Around 50 students have joined the corporation through doctoral fellowships, thesis co-direction between Colombian and German scientists, internships at partner institutions in both countries, funding of thesis projects, and organization of basic field courses, specialized advanced courses, workshops and seminars in Colombia and Germany. Additionally, the double degree program is promoted between doctoral programs in Colombia and Germany.
“We support several institutions with many strengths in the marine field. CEMarin covers the whole country and can work in the Caribbean and the Pacific. We also have the opportunity to leverage projects and we support approximately 20 interinstitutional doctorate students of Marine Science with 25 or 30 million Colombian pesos for their research,” says Jairo Zapata, Director of the Environmental Academic Corporation of the Universidad de Antioquia and CEMarin.
What does it mean to the Universidad de Antioquia to lead CEMarin?
It is both a challenge and a responsibility for the university and the country to give doctoral students the opportunity to give this information back to the communities.

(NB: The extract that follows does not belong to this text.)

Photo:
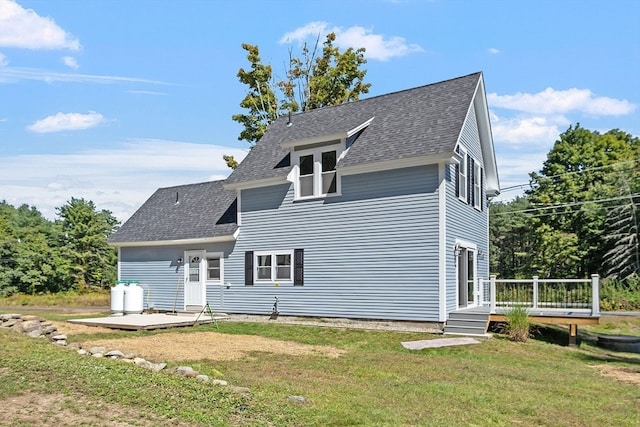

And how is CEMarin doing in that respect?
This is a great challenge that we haven’t finished yet. The university has made progress, but we still have work to do. That is why CEMarin also works in society and law, so that what we do can reach the community and be applied to daily work.
How much does Colombia support research on marine resources?
Marine resources have caught people’s attention because of the ongoing issue of climate change. This means that there is interest, research and ideas, but we don’t have sufficient support from the Colombian state. Therefore, in corporations like CEMarin, we try to raise international funds for research.
Colombia has established regulations, but how can we enforce them with the staff we have. Unfortunately, as civilians we do not acknowledge or comply with the regulations, and as tourists or researchers, we violate them. There is ignorance and lack of awareness on the issue.
So there are many challenges…
The first step is to be self-financing and we can achieve this by submitting research projects to different calls for applications. We aim to gradually achieve these opportunities, because we are still not very well known. Unfortunately, we are better known abroad than in Colombia.
Is CEMarin interested in sustainable tourism?
Yes, we are interested in everything to do with the marine world. In Colombia, there is a lack of implementation of sustainable tourism and dialogue between ministries. We have to follow the example set by Costa Rica and Mexico, which have been developing this work for some time, achieving economic results and making progress in environmental protection.